The Bordentown Branch is a railway line in the state of New Jersey. It runs between Trenton, New Jersey and Bordentown, New Jersey. It was built in 1837–1838 by the Camden and Amboy Railroad, and as such is one of the oldest railway lines in the United States. It now hosts the northern end of NJ Transit's River Line light rail line. Conrail retains trackage rights for freight operations.

== History ==

The Camden and Amboy Railroad completed its original main line between South Amboy and Camden, New Jersey, in September 1834. From Bordentown, New Jersey, the line followed the east bank of the Delaware River. The Camden and Amboy constructed the Bordentown Branch to connect with the Philadelphia and Trenton Railroad at Trenton, New Jersey. The line, approximately 6 mi long, opened in January 1838.

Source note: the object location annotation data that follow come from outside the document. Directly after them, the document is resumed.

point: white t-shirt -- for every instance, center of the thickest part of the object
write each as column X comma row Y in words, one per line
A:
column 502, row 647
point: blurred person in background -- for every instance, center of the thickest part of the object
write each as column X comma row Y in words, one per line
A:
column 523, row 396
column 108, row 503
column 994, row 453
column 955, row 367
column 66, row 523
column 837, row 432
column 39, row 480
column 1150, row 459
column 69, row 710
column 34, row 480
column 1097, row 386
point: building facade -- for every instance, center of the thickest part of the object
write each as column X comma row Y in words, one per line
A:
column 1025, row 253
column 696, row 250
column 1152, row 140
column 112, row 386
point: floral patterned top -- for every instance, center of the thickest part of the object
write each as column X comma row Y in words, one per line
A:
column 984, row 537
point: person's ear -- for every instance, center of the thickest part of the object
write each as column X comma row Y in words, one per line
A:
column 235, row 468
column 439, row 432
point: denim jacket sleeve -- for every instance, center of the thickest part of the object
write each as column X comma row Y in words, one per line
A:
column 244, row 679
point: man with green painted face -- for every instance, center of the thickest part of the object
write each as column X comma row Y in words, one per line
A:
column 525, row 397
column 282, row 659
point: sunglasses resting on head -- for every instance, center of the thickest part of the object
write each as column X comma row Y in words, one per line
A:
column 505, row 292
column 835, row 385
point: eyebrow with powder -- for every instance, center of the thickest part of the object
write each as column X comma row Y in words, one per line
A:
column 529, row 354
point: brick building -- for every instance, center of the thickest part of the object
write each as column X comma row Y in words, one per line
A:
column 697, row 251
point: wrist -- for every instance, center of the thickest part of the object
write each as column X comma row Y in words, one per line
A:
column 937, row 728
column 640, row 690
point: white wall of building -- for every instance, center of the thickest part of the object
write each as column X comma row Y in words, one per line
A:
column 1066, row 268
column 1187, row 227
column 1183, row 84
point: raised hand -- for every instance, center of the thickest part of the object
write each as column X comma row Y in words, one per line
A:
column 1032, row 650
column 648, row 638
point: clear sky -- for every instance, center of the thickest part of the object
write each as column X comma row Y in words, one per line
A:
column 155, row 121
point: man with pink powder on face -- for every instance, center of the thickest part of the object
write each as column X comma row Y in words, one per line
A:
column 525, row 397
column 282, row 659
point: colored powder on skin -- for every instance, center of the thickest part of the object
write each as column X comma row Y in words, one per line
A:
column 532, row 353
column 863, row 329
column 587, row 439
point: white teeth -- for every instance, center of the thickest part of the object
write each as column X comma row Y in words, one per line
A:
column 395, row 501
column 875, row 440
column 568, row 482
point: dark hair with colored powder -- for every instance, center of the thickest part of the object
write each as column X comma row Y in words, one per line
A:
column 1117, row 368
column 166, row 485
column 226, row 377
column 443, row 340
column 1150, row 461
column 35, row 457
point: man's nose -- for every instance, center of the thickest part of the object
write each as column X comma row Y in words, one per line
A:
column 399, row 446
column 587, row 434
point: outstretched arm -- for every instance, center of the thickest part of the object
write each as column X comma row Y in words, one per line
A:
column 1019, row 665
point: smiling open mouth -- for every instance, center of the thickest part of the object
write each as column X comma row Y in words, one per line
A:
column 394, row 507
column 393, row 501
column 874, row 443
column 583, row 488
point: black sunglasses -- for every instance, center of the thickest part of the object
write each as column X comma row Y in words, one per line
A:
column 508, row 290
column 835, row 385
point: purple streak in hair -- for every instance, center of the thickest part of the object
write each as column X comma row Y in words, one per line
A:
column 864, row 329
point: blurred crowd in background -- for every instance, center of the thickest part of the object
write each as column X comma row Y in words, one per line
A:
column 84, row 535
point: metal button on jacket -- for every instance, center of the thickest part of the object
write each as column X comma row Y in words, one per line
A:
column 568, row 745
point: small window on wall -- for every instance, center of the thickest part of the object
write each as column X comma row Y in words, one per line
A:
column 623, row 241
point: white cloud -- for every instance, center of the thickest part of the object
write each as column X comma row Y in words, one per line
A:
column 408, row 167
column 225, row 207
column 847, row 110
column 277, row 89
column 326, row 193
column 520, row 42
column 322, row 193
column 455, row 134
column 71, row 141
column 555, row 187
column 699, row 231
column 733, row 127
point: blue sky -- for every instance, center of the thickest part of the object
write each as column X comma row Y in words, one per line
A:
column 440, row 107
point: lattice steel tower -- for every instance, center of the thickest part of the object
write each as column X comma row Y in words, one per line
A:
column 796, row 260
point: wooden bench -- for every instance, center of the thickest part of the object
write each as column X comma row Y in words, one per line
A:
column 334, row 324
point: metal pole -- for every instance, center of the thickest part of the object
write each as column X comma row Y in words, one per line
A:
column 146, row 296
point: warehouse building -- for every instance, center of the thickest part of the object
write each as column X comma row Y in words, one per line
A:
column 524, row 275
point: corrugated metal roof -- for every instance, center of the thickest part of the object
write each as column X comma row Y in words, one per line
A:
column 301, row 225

The Camden and Amboy was consolidated with the New Jersey Rail Road and Transportation Company and Delaware and Raritan Canal Company in 1872 to form the United New Jersey Railroad and Canal Company. The Pennsylvania Railroad leased this new company from the outset. Although the Camden and Amboy lines became part of the Pennsylvania system, formal ownership remained with the United New Jersey Railroad and Canal Company through the Penn Central merger and bankruptcy.

Passenger service between Trenton and Camden ended on June 28, 1963. The Pennsylvania Railroad and New York Central Railroad merged in 1968 to create Penn Central; Penn Central's bankruptcy two years later led to the creation of Conrail, a government-funded takeover of several failed railroads in the Northeast. The Bordentown Branch was conveyed to Conrail in 1976.

Under Conrail, the line was combined with the Amboy Branch south of Bordentown to form the Bordentown Secondary. Conrail sold the entirety of the Bordentown Secondary to NJ Transit in 1999 for $67.5 million for a planned conversion to light rail operation. Conrail retained trackage rights over the line. The River Line began operation on March 14, 2004, using Stadler diesel-powered light rail vehicles.